If it is an excision biopsy, the entire suspect skin is cut out. Excision is normally done with a scalpel and the incision is closed up by stitches. If it is a punch biopsy, a sharp cutter is used to remove a small cylinder of skin. Stitches are made to close this type of biopsy wound as well. Such punch biopsies are quick, convenient and done for small wound. A pathologist can get a full thickness view of the skin. Sometimes more than one punch biopsy is necessary. The punch biopsy blade takes a small round core of tissue ranging from 2-6mm dia although 3-4mm is the usual size.

In a shave biopsy, the outermost part of a lesion is shaved off with a scalpel.
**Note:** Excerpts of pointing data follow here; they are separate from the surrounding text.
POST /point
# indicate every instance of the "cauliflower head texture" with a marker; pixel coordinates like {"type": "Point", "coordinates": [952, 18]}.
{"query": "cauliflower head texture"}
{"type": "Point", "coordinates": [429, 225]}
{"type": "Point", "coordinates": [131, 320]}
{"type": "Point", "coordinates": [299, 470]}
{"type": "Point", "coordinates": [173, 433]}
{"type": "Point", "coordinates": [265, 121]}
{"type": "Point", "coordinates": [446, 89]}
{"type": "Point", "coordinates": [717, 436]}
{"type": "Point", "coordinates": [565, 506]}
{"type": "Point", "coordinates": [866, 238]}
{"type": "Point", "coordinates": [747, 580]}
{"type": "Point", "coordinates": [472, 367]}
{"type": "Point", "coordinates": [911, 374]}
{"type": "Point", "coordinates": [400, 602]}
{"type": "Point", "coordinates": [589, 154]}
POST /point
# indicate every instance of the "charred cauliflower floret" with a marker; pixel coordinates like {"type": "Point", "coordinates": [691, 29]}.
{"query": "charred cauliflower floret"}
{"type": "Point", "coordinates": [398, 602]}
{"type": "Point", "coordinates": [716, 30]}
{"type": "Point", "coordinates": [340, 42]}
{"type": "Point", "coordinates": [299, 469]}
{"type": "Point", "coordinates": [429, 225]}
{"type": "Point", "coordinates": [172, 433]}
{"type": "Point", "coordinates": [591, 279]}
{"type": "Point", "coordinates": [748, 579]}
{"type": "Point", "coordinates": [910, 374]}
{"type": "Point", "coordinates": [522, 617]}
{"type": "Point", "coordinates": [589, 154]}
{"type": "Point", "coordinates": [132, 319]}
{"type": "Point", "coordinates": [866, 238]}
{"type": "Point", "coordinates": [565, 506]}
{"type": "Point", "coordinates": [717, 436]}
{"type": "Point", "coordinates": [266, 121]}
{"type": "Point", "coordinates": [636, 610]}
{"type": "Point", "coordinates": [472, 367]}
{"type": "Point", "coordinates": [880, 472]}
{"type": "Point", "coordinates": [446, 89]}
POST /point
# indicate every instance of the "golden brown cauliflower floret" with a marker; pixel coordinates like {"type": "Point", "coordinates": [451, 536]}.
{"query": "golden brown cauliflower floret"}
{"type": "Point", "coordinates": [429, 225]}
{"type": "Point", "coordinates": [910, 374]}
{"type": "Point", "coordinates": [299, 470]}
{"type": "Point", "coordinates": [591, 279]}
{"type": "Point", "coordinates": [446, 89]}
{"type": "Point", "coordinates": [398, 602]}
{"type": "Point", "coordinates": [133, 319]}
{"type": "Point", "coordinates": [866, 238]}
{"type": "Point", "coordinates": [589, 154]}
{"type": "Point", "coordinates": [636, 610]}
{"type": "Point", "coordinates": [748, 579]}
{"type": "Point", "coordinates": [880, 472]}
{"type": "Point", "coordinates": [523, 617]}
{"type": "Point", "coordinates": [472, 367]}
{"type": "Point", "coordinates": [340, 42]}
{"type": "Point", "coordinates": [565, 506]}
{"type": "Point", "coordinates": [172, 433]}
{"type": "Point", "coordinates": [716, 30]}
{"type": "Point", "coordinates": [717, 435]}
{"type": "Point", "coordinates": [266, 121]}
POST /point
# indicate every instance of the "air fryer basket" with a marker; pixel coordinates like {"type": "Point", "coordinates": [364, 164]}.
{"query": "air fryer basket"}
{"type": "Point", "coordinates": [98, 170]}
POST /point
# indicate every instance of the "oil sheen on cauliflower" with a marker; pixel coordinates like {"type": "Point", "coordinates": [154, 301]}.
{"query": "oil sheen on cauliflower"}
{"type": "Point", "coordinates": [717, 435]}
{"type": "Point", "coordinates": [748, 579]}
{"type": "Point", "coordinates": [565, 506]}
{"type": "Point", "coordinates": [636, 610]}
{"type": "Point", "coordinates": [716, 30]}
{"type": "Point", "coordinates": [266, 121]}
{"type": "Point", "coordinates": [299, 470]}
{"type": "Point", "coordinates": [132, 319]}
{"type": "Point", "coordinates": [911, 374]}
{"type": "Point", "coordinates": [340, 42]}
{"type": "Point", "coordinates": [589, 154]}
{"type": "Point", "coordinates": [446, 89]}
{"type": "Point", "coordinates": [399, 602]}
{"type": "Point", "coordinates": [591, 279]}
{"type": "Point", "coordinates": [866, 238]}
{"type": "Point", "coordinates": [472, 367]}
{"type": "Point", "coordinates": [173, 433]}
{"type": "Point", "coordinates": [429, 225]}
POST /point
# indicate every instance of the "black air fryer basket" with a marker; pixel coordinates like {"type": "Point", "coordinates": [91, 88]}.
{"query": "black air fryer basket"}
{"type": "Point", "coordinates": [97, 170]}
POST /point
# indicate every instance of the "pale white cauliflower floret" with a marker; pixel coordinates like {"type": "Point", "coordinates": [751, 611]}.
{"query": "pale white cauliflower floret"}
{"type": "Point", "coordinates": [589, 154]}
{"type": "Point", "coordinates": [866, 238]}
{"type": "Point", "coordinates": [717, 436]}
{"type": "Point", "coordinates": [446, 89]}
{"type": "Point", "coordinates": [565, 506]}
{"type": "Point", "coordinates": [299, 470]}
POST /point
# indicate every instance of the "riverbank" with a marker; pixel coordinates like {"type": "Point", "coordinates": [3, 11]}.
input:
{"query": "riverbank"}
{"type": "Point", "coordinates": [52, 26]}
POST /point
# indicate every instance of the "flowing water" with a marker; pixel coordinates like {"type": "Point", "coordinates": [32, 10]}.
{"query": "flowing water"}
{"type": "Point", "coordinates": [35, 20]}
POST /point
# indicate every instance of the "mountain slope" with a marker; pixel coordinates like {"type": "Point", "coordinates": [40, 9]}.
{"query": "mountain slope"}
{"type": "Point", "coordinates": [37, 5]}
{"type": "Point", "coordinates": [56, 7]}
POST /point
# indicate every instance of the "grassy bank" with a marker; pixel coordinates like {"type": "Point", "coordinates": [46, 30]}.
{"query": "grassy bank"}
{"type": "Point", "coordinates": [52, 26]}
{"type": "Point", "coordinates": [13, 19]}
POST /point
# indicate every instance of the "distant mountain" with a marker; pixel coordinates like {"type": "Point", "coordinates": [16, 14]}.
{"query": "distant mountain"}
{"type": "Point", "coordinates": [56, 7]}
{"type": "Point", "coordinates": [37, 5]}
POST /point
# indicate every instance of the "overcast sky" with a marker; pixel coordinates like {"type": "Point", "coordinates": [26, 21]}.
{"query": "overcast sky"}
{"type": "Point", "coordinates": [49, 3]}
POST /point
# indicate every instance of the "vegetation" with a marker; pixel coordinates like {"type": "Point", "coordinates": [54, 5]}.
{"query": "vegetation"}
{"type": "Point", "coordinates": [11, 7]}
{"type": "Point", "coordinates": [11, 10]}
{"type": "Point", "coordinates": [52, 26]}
Only if the top layer of the skin is suspected, a shave biopsy is adopted. A dermatologist will take a superficial slice of skin from the area of affected with a scalpel, dermablade or a razor blade. Although there are no stitches required, there will be a small scar that should heal in about a week's time. An aspiration is used to remove the skin that is fluid filled and not solid. The doctor inserts a small needle attached to a syringe into the lesion and the fluid is sucked out.
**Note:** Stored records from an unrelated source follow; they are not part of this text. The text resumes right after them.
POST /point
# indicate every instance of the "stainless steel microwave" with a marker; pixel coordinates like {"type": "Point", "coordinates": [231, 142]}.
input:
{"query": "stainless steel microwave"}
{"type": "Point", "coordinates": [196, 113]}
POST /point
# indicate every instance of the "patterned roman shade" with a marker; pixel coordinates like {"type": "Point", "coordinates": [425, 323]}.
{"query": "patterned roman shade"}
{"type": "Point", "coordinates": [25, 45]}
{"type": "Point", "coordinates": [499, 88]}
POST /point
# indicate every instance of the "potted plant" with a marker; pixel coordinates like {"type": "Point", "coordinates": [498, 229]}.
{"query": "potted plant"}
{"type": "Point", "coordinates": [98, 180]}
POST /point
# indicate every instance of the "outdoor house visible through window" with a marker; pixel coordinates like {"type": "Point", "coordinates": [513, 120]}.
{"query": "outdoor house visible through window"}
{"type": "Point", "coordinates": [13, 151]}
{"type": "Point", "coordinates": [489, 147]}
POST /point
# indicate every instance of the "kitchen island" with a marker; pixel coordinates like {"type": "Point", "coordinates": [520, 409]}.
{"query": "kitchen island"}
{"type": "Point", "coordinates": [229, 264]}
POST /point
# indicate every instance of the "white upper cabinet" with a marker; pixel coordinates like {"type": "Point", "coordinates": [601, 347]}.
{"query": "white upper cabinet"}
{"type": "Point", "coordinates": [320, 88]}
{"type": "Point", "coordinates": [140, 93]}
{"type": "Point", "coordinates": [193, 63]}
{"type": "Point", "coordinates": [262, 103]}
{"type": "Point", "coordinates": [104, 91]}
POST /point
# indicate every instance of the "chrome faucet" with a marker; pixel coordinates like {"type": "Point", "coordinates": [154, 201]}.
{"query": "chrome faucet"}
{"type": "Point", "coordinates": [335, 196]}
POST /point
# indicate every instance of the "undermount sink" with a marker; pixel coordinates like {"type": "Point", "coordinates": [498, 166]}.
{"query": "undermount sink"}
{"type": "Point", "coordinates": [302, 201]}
The biopsy site is cleaned with an iodine type solution with alcohol and with a sterile soap solution. A sterile towel is placed around the area once the skin is cleaned. A local anesthetic is injected into the skin to make it numb. You may feel a brief prick and stinging sensation as the medicine is injected. The doctor can perform the biopsy once the skin is numb. Now the tissue is removed and sent to the laboratory for analysis by a pathologist. If needed, the wound is stitched up.

A bandage is wound over the biopsy site. You may also be advised to wash the wound and apply antibacterial ointment and change the bandage daily. If you experience any pain in the biopsy site, consult the doctor about medication to relieve it.

  • Unexpected bleeding may occur; especially if you are on any blood thinning medications such as aspirin. For instance, arterial puncture on the forehead or temple may take time to stop bleeding.

  • There could be wound infections in about 1-5% of surgeries. There could be ulcerated or crusted skin wounds. Antibiotics may be used to clear this up.

  • Infection is also common in diabetics, elderly patients and those on immunosuppressive medicines.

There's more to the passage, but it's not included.